Acordou, e assim que abriu os olhos fez a primeira  pergunta que  sempre se fazia: que dia é hoje? Terça-feira. Repassou mentalmente a rotina das terças. Só depois de fazer aquilo podia se levantar, coisa de gente metódica, apegada à ordem. E na ordem das terças seguiu o ritual: tomou o remédio, esperou um tempo, engoliu um café rápido, foi caminhar. Voltou pra casa, regou o jardim, lavou a roupa, limpou os vidros. Preparou o almoço obedecendo ao cardápio do dia:  arroz com espinafre, picadinho de carne, feijão estrelado, salada de cenouras com tomate. Sobremesa de  banana com canela...

Após o almoço, organizou a cozinha, se aprontou para ir ao centro da cidade. Todas as terças ia às flores, comprava um vasinho de crisântemos amarelos para o túmulo do marido, combinado que tinham feito antes de ele partir, vítima de uma leucemia que o levara ainda bastante jovem, cinco anos atrás.

Na volta do cemitério, passou pelo Lar dos Velhinhos, onde prestava trabalhos voluntários. Conversou, leu orações, deixou uns trocados para os biscoitos e saiu. Foi à Casa da Pamonha, na Rua Marechal Gondin, onde às terças comia pamonha quente com queijo, embrulhada na palha, merecimento e prazer aos quais também era fiel há anos.

Entrou no supermercado, levou o macarrão do jantar.  À noite, o  namorado vinha visitá-la.   Edmar, plantonista noturno na casa funerária, com folgas às terças,  sempre  chegava  às oito para  a massa e o vinho. Apressou-se nos afazeres.  Não flertava com atrasos. Qualquer quebra de horário era sinônimo de atropelo. Só funcionava com uma coisa encarreirada à outra, senão se atrapalhava todinha.

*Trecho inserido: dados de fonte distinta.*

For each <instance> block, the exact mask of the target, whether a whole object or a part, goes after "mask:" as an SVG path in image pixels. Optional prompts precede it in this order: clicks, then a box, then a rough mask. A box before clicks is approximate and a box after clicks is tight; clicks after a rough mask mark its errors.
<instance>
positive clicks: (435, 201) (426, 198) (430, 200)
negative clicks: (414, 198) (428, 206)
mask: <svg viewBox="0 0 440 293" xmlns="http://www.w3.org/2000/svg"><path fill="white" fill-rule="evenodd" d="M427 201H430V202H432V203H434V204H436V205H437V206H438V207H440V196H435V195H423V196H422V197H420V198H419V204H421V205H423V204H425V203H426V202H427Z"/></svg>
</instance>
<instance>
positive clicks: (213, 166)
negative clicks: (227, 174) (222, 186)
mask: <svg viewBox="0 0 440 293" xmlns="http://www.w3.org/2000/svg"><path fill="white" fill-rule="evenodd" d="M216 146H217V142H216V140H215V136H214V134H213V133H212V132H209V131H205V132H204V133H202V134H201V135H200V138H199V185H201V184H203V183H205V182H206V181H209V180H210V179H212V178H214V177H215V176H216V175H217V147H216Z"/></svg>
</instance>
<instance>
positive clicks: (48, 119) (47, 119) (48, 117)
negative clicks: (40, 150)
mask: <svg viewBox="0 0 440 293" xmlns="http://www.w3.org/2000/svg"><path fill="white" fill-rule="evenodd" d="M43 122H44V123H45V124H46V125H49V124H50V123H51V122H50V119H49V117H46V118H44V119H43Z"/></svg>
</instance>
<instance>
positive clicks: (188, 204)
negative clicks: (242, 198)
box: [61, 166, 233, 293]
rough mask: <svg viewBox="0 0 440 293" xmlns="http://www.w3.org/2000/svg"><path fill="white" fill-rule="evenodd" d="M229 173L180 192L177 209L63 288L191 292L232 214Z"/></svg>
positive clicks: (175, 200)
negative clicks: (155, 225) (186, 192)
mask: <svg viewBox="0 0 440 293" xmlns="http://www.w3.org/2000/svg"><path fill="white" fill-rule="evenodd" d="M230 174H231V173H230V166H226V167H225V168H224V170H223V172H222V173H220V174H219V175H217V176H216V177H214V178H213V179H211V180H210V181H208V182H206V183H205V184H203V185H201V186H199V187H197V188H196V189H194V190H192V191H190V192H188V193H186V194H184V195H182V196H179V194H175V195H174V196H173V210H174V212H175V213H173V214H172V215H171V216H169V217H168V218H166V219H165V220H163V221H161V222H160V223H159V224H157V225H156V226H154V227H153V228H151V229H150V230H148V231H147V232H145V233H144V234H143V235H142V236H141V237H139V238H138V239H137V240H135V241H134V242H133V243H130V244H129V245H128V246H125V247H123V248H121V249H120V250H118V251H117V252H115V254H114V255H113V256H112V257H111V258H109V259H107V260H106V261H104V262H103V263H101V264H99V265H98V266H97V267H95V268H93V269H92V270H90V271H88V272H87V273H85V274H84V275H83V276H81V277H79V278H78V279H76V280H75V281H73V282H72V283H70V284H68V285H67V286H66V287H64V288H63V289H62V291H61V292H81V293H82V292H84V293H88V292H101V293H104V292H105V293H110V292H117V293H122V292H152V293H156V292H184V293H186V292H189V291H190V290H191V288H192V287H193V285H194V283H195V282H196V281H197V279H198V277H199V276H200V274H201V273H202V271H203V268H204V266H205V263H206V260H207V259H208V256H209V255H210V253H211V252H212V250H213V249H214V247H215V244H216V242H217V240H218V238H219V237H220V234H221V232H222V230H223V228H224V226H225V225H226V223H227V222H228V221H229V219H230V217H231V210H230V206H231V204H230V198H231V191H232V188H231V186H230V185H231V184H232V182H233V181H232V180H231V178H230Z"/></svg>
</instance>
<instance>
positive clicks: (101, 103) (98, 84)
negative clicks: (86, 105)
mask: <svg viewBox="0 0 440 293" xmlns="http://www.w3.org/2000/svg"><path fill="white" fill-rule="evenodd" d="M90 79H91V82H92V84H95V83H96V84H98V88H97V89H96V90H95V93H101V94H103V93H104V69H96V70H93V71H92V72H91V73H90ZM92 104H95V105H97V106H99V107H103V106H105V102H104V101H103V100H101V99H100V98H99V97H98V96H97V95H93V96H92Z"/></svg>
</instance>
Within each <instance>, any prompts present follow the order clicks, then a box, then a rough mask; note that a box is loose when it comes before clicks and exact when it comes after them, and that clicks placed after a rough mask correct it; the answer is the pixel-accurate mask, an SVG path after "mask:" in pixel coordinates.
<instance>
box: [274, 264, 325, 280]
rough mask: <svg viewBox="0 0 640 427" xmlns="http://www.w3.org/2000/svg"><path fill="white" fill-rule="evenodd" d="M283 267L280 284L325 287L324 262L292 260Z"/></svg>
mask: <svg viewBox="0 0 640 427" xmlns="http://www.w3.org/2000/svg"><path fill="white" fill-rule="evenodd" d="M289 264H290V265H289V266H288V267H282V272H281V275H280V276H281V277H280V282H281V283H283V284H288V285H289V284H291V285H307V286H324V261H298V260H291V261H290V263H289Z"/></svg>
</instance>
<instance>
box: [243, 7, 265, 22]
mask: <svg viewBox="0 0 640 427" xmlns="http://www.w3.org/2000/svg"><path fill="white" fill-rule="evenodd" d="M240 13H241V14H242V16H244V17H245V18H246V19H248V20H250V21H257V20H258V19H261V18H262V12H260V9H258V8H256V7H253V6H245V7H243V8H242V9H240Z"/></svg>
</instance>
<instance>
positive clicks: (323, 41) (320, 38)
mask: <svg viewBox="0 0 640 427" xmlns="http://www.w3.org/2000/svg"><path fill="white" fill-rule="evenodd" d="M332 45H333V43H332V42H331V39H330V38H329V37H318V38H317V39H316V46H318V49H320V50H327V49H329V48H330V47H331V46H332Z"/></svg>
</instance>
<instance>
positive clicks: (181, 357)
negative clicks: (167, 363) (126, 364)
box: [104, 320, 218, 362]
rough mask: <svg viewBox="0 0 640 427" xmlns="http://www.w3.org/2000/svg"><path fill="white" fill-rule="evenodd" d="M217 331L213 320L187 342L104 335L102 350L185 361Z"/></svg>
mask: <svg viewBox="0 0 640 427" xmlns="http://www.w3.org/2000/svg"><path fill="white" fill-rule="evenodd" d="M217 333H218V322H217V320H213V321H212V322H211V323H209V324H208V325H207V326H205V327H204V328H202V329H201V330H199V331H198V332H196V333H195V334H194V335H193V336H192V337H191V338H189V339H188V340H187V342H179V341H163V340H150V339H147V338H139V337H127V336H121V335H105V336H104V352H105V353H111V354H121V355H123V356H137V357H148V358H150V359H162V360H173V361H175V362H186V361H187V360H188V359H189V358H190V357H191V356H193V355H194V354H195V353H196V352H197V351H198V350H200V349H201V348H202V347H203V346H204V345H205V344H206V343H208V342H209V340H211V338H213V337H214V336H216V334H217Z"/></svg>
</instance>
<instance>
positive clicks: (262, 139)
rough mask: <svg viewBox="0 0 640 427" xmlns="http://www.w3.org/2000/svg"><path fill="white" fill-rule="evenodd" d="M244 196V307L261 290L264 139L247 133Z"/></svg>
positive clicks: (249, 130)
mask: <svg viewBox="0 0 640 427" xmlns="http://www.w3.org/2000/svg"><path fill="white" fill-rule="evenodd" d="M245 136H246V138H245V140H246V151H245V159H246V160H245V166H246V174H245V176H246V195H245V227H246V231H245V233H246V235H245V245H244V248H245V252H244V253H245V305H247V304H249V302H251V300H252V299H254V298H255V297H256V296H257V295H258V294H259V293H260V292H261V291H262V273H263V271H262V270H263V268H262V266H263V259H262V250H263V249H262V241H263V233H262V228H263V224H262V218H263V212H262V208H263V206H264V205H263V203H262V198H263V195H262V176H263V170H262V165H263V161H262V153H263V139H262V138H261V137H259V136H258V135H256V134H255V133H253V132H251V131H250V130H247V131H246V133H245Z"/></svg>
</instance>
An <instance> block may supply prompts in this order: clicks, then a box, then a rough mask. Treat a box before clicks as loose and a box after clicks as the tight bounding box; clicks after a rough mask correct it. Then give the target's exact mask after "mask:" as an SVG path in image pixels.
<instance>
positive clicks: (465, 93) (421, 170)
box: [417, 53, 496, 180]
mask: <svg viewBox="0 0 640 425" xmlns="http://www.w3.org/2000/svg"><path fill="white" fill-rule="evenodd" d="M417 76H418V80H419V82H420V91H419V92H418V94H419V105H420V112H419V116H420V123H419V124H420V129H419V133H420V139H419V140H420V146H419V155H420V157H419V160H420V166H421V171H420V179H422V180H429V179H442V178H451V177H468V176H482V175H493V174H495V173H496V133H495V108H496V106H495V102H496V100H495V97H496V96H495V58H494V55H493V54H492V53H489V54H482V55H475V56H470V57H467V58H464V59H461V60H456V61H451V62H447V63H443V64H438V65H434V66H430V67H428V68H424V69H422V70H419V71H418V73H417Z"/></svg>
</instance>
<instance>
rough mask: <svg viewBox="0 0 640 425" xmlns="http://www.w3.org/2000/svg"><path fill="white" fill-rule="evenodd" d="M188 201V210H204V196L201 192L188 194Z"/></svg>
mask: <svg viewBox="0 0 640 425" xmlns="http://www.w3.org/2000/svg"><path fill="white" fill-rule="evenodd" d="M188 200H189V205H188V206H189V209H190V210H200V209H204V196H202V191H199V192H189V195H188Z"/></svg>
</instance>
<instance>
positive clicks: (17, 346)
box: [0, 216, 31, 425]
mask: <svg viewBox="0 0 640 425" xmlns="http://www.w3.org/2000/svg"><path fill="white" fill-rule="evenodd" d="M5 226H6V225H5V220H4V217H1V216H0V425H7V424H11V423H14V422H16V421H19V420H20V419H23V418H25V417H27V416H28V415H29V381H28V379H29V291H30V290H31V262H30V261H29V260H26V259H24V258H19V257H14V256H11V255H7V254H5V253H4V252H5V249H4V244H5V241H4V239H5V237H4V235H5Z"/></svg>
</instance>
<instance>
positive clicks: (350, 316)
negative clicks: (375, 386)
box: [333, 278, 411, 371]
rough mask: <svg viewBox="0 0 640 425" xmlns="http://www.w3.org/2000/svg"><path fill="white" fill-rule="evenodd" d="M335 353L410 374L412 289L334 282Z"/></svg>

Entrou em casa, tomou um banho, lavou e secou os cabelos, retirou o esmalte. As terças eram também dia de renovar o vermelho-pimenta do pé e mão. Edmar gostava, ela atendia aos gostos dele. A roupa da noite pairava no cabide. Já deixava tudo assim, separadinho, para facilitar na hora de se vestir. Tudo era mais fácil quando se tinha já uma ordem pré-estabelecida.

Às oito, o jantar na mesa. Olhou o relógio e se aborreceu. Edmar estava atrasado. Ia ter que chamar a atenção do rapaz. Ele sabia como ela gostava de tudo no lugar, na hora certa. Esperou por dez minutos e nada do namorado. Pegou o telefone e assim que ouviu o "Oi, amor" do outro lado,  ela disparou com visível irritação na voz: “Cê tá atrasado! Onde é que cê tá?”. A resposta veio calma, serena. “Na funerária, meu bem! Hoje é segunda...”.

Contam que depois desse episódio, ela nunca mais foi a mesma... Passava o dia inteiro, conferindo sem parar o calendário, especialmente as terças-feiras, razão de seu imperdoável vacilo.